My first attempt, I over-shot the target by several feet. The second time, I was more gentle, employing the flame burner and the bean bag in what I thought had to be the proper way. Much to my surprise, when I settled my balloon squarely over the target and descended, I was told that my balloon crashed because my speed was too high. Try as I might, I could not successfully complete a game designed for middle-schoolers.

Humiliated, I decided to try for Chinese Checkers -- that, at least, I know how to play. But it requires multiple players, and despite the crowds in The Grotto and other social areas, there was nobody available to play Checkers with me, and since I was a newbie, I couldn't speak to anybody and ask them to join.

Still clam-less, I made a third attempt by visiting the Bio Plex, a biology-themed area that has a "Virus Lab" and a "Climate Center." I entered the virus lab, where a scientist standing over bubbling test tubes invited me to click him to hear more about the lab. I clicked; "Welcome to my virus lab!" He effused, and further clicking elucidated no other details. I decided to try the game for myself.

Like the balloon game, my fledgling science career was given little explanation or direction. I was asked to create a virus by coloring squares in a 3 x 3 grid; the colors I chose, apparently, would determine how many of the character faces in the left-hand panel of the game I "infected" and how virulent my virus was (interestingly, the word "virulence" was misspelled).
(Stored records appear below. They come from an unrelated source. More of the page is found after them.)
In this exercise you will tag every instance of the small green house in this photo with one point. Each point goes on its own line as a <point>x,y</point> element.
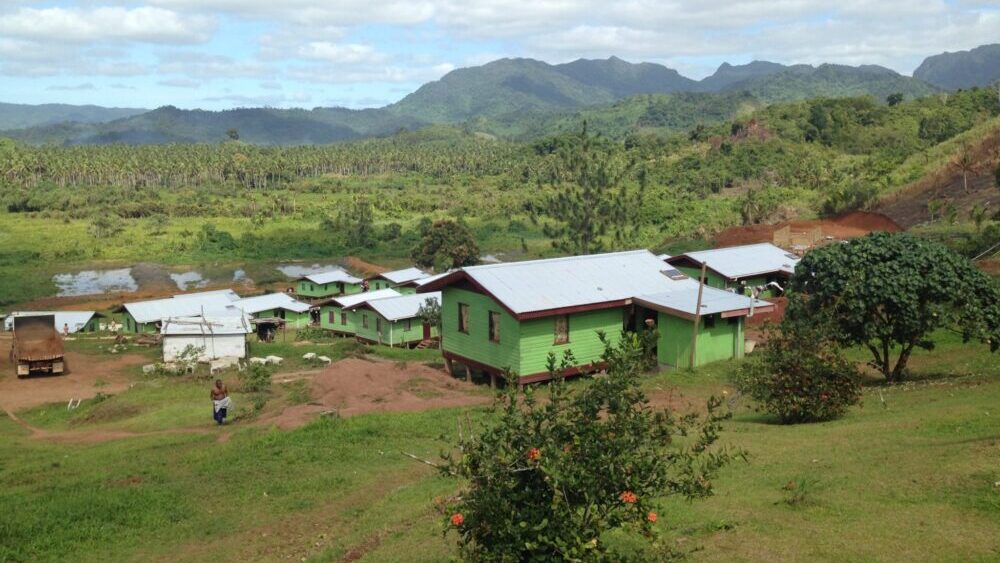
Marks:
<point>335,314</point>
<point>293,312</point>
<point>759,269</point>
<point>327,284</point>
<point>403,281</point>
<point>394,321</point>
<point>508,317</point>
It took some experimentation before I realized my 3 x 3 grid would be matched against the pixels in a small section from each face in my potential pool of victims; therefore, my goal was to find a common area of similar colors that matched as many faces as possible. I was told that the combination of colors I used would determine what symptoms I produced, but there was no information as to what, exactly, the correlation was. Still, by trial and error, I completed the top level of the game. Finally, I'd earned 25 clams and had a daily salary of ten per day -- but I can't say I learned anything about how diseases spread.

I wanted to start my own business making pixel faces to sell, so that I could perhaps lease one of the Toyota Scions that are sold in Whyville and demand real-world timely payments just like actual cars, but I lacked a permit to create a store, and without the ability to chat I couldn't figure out where to find one.
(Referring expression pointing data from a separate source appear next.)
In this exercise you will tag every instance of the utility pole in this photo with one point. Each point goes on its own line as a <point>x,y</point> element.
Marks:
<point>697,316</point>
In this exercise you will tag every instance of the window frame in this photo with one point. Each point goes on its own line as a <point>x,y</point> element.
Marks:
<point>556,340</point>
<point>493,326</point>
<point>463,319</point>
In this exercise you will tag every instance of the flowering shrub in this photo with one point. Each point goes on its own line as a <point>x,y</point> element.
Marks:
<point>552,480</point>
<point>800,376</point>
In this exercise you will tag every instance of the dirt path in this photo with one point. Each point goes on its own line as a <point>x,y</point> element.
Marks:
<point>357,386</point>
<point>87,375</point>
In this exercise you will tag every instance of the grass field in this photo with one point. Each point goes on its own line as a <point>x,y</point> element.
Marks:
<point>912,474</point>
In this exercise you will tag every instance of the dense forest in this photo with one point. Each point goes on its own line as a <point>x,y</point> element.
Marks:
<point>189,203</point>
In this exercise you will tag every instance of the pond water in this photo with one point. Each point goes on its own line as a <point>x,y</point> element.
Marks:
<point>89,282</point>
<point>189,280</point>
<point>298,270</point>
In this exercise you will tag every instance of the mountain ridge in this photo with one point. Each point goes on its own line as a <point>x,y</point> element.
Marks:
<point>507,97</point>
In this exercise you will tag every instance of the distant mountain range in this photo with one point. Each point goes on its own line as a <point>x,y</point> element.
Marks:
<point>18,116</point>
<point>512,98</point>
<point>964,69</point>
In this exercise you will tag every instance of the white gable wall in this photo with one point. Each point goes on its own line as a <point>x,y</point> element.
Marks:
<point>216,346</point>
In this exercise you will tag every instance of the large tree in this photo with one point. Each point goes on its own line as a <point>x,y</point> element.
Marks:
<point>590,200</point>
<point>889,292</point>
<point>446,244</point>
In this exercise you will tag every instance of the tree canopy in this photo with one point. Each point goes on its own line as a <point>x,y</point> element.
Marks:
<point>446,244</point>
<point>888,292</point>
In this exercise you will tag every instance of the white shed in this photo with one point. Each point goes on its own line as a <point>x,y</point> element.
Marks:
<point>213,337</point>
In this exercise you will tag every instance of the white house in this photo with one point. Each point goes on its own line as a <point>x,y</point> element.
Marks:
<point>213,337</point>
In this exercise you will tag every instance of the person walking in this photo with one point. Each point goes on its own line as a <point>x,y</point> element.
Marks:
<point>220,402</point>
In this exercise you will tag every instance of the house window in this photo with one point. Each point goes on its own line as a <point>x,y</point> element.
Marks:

Each of the areas I explored were full of educational literature -- at the virtual Getty Museum center, for example, a Whyville Times newsletter explained all about different art and science mediums. But it's difficult to translate all of this into the actual game experience. At the beach I was encouraged to say "sample" in order to obtain a water sample to study at the Plankton Lab, but as a new member, I couldn't say anything. At the Virus Lab, there was a link to a "tutorial" -- which was only a single video of a polygonal virus image with a brief explanation of what viruses are.
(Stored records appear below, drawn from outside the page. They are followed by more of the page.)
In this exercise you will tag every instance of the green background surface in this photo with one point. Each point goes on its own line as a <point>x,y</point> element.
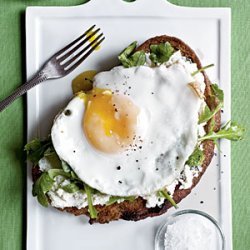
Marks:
<point>13,125</point>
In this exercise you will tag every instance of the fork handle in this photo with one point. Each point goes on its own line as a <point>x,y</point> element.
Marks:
<point>38,78</point>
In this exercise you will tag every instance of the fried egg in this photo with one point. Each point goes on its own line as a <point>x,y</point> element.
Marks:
<point>133,132</point>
Literature on the Whyville site urged me to be patient and assured me that my gradual immersion into the world and my active participation would eventually relieve me of the loneliness of newbie status, but confronted with games that weren't exactly intuitive and conversations in which I couldn't partake, I was a stranger in a strange land.


Comments (1)

I don't know if you know this now, but there is a place called a "newbie center" on whyville where old citizens help new ones, and you could have easily learned how to make clams there! But you where new so, i don't blame you.